CHAPITRE SECOND N°1
Ami, en aparté avec la dépouille de ma mère, j’étais assis sur une chaise en bois, éteint de tout ressentiment. Sans la moindre larme à l’assaut d’un œil chagrin, je me taisais.
Près du lit, le regard ébloui par tant de secret que seule la mort peut receler, dans les premiers instants, j’attendais, contemplant scrupuleusement ma défunte mère avec un désir abscons d’émerveillement et de plaisir. Un homme ordinaire, je le sais, aurait pris le combiné du téléphone pour alerter une tierce personne, moi pas. En aucun cas, je ne voulais avertir quiconque de l’extérieur, rompre le charme ambigu d‘un tel spectacle. J’étais fasciné.
Si de toute évidence, ce n’était pas la sublime tragédie d’un funeste requiem que me jouait l’adversité de la vie en ces instants malheureux mais à l’inverse une mélodie à l'ambiance douce où, sans pleurs, mes oreilles sourdes fixées sur une tête vide, je me sentais merveilleusement bien, je ne craignais en rien les écueils de la mort. Alors, en toute quiétude, je priais pour que rien ne bouge, pour que le temps s’arrête et pour que mon cœur ne stoppe en rien ma vie dans son élan impétueux.
Pourtant, et je te l’avoue ami, la suite me tourmenta. Une troublante agitation sensorielle me posséda. En ce moment de recueillement, étrangement, je me sentis tomber en désuétude. Ma vie, telle une poignée de sable me filant entre les mains, fuyait de tout mon être. Sans que je n’eusse un semblant de contrôle sur ma destinée, désormais, je redoutais le pire. Une certaine idée de la mort commença à se répandre en moi de proche en proche, et force était de reconnaître la « vérité », je me sentais tel un mourant.
Évidemment, je n’étais pas aux portes de mon repos éternel mais, étrangement, à l’instar de la tempête, je devins peu à peu d’humeur orageuse. Celle-ci manifestait à la perfection un semblant de ce que je ressentais au fond de moi par son tumulte et sa colère. C’est là que je pris conscience d’une effroyable vérité : la mort, réelle fin en soi, me harcelait de part en part et j’en étais fâché. Au point d'admettre la mort comme une assaillante à ma vie et à sa marche triomphante. Bref, je réalisais, tardivement, que ma mère était morte et que l’être si mémorable que je ne souhaitais en rien voir mourir s’était évanoui dans le gouffre éternel du néant. Dès lors, je hurlais mon désespoir.
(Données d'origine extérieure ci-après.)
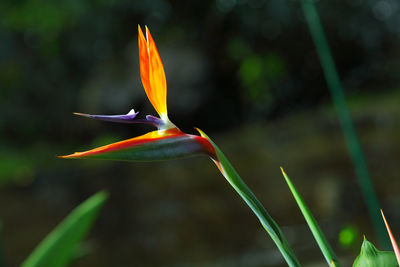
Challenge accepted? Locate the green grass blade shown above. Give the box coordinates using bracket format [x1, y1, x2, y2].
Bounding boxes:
[281, 167, 340, 266]
[301, 0, 390, 249]
[0, 221, 6, 267]
[381, 210, 400, 265]
[21, 191, 107, 267]
[198, 130, 300, 266]
[353, 236, 399, 267]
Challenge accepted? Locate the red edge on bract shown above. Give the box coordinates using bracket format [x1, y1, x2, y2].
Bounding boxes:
[58, 128, 216, 159]
[58, 129, 185, 158]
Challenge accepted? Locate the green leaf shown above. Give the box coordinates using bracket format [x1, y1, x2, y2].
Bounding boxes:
[301, 0, 390, 249]
[0, 221, 6, 267]
[353, 237, 398, 267]
[197, 129, 300, 266]
[21, 191, 107, 267]
[281, 167, 340, 266]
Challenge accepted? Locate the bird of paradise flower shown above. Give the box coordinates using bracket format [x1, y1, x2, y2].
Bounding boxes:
[60, 26, 300, 266]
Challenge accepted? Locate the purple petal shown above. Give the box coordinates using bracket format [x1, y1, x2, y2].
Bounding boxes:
[74, 109, 164, 127]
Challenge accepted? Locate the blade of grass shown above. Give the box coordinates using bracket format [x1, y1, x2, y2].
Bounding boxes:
[197, 129, 300, 266]
[281, 167, 340, 266]
[301, 0, 390, 249]
[21, 191, 107, 267]
[381, 209, 400, 266]
[0, 221, 6, 267]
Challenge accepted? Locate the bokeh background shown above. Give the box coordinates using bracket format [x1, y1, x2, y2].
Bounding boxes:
[0, 0, 400, 266]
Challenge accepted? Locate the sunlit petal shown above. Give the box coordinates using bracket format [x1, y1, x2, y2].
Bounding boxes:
[60, 129, 215, 161]
[138, 26, 168, 120]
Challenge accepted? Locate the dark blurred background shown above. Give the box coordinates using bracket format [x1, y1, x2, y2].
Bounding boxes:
[0, 0, 400, 266]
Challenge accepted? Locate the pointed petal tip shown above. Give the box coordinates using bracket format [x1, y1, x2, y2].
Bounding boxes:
[72, 112, 90, 118]
[56, 152, 79, 159]
[194, 127, 208, 138]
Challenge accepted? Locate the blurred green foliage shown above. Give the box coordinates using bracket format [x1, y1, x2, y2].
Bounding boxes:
[21, 192, 107, 267]
[0, 0, 400, 266]
[353, 238, 399, 267]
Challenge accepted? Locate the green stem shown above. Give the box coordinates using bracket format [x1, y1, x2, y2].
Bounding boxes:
[199, 130, 301, 266]
[301, 0, 390, 249]
[281, 167, 340, 267]
[0, 222, 6, 267]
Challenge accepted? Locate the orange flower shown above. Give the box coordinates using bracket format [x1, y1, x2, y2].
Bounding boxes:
[60, 26, 216, 161]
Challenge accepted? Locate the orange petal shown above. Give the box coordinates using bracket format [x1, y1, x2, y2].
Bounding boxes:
[138, 26, 168, 118]
[60, 128, 214, 161]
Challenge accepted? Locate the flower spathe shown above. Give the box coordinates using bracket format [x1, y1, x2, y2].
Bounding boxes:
[60, 26, 216, 161]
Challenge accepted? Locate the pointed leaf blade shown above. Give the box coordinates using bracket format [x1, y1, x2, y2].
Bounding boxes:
[21, 191, 107, 267]
[353, 237, 398, 267]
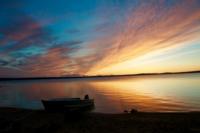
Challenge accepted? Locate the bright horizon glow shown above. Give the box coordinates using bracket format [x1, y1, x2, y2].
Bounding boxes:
[0, 0, 200, 77]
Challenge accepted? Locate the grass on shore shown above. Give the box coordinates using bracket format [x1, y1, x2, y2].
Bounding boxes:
[0, 108, 200, 133]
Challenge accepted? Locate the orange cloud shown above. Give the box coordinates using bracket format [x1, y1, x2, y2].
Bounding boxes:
[87, 0, 200, 75]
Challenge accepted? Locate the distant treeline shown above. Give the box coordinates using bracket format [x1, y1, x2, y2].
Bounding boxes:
[0, 70, 200, 81]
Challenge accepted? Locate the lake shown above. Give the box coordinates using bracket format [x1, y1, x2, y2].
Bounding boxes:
[0, 73, 200, 113]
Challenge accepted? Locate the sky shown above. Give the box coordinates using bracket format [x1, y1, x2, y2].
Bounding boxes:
[0, 0, 200, 77]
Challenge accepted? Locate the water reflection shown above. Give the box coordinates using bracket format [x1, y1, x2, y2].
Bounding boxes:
[0, 74, 200, 113]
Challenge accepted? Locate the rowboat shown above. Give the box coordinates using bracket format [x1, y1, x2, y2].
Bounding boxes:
[41, 98, 94, 112]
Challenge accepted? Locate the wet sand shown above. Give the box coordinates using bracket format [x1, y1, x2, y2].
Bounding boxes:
[0, 108, 200, 133]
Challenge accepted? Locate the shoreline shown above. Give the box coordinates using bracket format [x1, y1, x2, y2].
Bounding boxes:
[0, 107, 200, 133]
[0, 70, 200, 81]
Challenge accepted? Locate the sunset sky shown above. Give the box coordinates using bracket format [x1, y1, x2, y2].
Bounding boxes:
[0, 0, 200, 77]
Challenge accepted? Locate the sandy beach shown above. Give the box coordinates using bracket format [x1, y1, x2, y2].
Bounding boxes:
[0, 108, 200, 133]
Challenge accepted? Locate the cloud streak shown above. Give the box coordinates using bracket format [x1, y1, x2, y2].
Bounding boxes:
[0, 0, 200, 77]
[87, 0, 200, 74]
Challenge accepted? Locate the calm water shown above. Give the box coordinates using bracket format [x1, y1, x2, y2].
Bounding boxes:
[0, 74, 200, 113]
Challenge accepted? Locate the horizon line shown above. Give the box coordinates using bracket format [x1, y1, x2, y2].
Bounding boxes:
[0, 70, 200, 80]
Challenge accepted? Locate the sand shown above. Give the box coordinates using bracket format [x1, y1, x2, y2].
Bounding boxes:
[0, 108, 200, 133]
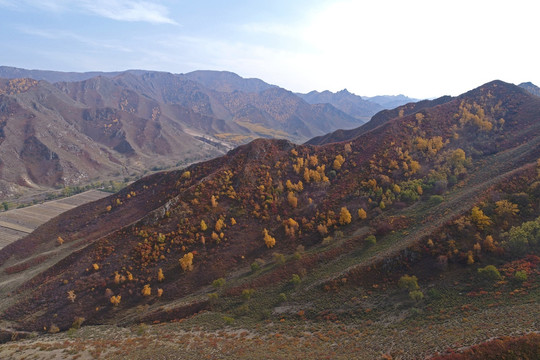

De cette prise de conscience, somme toute naturelle, ma raison commença à divaguer pour s’enfuir vers un horizon des plus ténébreux. Je ressentis alors une douce folie m’atteindre sans réellement comprendre l’exactitude de sa provenance. Sans doute remarquais-je que je me retrouvais seul en cette soirée à cohabiter avec une morte, enfermé sous les toits du DEUS EX MACHINA dont je souhaitais, plus que tout, quitter les lieux. Oui, il me fallait, ardemment, fuir ce domaine où sommeillait cette entité fantôme des plus menaçantes car seul, à présent, j'étais à sa merci.
Néanmoins, je ne pouvais me résoudre à partir sans ma mère et la laisser croupir entre les murs de ce chalet devenu à mes yeux maléfique.